The Modern Greenhouse
A modern green house is a building designed to protect plants from extreme weather and climate conditions. It can be a standalone structure or attached to another building, such as an existing home or garden shed. It is usually built with transparent materials, such as glass or polycarbonate, to allow sunlight and heat to pass through. A greenhouse may also be equipped with heating and cooling systems to regulate temperature, humidity and carbon dioxide levels.
Greenhouse technology is used across many activities, including plant propagation, growing and harvesting. It has been used in vertical farms to bring produce closer to consumers, and has allowed for a much larger volume of produce to be grown per square kilometer than would otherwise be possible.

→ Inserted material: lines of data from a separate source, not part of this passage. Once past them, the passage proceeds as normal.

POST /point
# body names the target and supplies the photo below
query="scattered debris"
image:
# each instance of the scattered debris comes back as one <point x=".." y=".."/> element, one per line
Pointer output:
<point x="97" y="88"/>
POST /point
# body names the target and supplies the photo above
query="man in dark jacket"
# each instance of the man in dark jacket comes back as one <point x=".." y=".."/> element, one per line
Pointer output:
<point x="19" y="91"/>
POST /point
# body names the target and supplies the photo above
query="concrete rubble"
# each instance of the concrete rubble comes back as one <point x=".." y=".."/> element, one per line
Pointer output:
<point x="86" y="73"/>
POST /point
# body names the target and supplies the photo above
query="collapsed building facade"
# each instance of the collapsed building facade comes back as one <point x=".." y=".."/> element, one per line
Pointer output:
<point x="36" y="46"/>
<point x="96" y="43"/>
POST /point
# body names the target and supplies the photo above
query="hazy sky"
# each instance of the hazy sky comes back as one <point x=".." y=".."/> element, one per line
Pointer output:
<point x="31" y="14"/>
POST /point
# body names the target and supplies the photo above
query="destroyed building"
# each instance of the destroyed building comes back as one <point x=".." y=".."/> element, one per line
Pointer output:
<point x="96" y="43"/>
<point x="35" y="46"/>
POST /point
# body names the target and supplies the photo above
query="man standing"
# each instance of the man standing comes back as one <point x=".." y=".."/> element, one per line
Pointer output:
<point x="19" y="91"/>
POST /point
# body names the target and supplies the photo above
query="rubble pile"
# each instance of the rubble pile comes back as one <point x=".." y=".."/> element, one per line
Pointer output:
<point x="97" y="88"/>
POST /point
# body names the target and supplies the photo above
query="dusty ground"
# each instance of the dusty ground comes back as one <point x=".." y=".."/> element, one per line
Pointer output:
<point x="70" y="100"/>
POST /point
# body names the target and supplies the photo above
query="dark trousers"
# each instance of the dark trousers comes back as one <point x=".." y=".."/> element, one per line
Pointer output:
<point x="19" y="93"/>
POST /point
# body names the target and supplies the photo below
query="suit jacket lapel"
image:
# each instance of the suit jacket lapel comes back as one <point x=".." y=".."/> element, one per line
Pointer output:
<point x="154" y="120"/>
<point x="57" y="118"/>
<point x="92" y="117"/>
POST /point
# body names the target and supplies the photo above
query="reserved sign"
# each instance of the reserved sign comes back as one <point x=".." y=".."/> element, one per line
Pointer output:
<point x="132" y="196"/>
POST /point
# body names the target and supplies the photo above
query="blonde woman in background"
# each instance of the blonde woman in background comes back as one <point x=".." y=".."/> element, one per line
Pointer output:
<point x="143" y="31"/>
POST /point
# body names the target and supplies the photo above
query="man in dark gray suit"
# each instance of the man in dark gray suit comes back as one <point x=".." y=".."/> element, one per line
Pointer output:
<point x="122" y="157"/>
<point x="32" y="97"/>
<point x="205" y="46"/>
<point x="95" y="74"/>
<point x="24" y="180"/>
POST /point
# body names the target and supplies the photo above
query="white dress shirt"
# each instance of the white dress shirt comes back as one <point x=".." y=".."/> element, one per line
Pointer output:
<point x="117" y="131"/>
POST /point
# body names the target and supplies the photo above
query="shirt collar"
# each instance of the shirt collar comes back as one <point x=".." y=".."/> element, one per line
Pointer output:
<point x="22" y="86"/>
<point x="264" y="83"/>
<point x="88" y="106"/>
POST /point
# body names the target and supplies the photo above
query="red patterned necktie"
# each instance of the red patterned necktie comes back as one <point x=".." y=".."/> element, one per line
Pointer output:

Modern Greenhouses: Innovative Designs for Efficient and Stylish Plant Cultivation
The first modern greenhouses appeared in the 1600s, built to house exotic plants that explorers brought back from the tropics. They were originally called giardini botanici (botanical gardens). The concept soon spread to the Netherlands and England, where it was developed further at the Chelsea Physic Garden in the 17th century. Some of these early greenhouses required enormous amounts of work to close up at night or during cold weather, and they experienced significant problems with supplying balanced heat and air.
Today’s modern greenhouses are primarily used for commercial cultivation of crops such as vegetables, fruit and flowers. Many are integrated with sophisticated automation, utilizing sensors and cameras to track plant growth, water levels, soil conditions and other parameters. This helps to improve crop yields and quality, while reducing labor costs. This technology allows for more accurate crop production, but it must be carefully considered in terms of cost-benefit to determine if this level of investment is appropriate for a particular greenhouse.